Jack and Marcia Kelly, who live on Manhattan’s Upper West Side, are one example of repeat customers to Christian guesthouses.
They have visited hundreds of such inns across the United States, and wrote a guidebook called “Sanctuaries” about the lodgings. The Kellys started a few decades ago when they made a cross-country trip to California to visit one of Jack’s friends.
On that trip, the Kellys stayed at numerous monasteries, abbeys and retreat houses, including Gethsemani Abbey in Kentucky, which is famous for being the monastery where Thomas Merton lived. Now, the couple seeks seclusion and peace from coast to coast.
“It’s like how some people go to church every week. We revisit some of our favorite places if they’re nearby where we’re going,” Jack Kelly said.
The lodgings offer a place to “just take a break and go somewhere where it’s just you and your prayers or thoughts and figure things out,” he said.

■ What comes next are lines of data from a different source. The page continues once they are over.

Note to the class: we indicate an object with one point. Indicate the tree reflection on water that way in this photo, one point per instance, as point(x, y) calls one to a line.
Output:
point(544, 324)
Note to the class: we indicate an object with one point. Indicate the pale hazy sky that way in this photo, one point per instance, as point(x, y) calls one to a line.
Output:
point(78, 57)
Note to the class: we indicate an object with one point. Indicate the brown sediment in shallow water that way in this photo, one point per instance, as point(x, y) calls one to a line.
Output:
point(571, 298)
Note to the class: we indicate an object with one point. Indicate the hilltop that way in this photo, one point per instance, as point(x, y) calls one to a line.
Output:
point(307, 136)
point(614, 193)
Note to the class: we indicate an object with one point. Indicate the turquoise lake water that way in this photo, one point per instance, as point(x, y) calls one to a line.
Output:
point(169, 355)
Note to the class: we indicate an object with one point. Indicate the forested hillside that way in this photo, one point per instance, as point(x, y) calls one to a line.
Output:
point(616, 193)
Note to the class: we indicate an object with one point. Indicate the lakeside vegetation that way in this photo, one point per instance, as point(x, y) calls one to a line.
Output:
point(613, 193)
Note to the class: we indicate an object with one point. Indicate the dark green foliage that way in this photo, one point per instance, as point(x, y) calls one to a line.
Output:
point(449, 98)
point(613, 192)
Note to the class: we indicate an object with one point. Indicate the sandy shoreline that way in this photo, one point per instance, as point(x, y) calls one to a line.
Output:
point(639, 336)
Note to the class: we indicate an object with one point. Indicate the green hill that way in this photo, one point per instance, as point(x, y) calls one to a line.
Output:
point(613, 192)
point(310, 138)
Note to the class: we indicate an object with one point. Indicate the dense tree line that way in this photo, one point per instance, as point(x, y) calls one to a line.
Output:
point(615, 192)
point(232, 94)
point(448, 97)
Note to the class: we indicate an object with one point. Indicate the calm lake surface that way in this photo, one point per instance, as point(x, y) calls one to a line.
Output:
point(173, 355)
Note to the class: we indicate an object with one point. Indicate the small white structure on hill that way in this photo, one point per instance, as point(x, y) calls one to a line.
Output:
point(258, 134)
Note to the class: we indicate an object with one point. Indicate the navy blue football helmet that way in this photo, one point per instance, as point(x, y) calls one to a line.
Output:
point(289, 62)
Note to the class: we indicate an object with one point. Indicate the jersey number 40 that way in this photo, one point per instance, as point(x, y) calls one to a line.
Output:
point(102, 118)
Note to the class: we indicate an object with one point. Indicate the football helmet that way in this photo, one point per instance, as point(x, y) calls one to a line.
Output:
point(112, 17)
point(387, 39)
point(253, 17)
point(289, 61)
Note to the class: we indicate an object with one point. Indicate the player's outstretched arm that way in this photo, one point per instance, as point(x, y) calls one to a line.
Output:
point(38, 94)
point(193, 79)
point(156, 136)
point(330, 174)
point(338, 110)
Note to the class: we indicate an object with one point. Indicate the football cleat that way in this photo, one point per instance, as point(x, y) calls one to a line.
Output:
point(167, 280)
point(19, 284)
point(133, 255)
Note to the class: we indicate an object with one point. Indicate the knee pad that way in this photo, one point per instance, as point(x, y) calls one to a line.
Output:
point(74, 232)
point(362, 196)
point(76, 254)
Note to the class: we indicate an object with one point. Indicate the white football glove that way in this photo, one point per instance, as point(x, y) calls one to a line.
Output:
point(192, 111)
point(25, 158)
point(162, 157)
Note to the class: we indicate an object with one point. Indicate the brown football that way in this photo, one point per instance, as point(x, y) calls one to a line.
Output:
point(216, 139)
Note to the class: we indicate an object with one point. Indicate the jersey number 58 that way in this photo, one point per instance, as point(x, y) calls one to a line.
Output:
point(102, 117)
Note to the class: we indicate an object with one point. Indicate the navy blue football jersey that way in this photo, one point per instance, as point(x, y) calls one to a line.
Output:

In Manhattan, other Christian lodgings include The Menno House in Gramercy Park, a ministry of the Manhattan Mennonite Fellowship. It has three rooms available and charges per person, at a rate of $90 per night for one person during peak season and an additional $40 for each person after that. The Evangelical Lutheran Church’s Seafarers International House in Union Square has rooms for as low as $94 per night for one person.
At The Leo House, Coneys said the rates cover the costs of operations and noted that grants from private charities and an annual gala each December help pay the bills.
“It’s a labor of love,” he said. “This has become the love of my life.”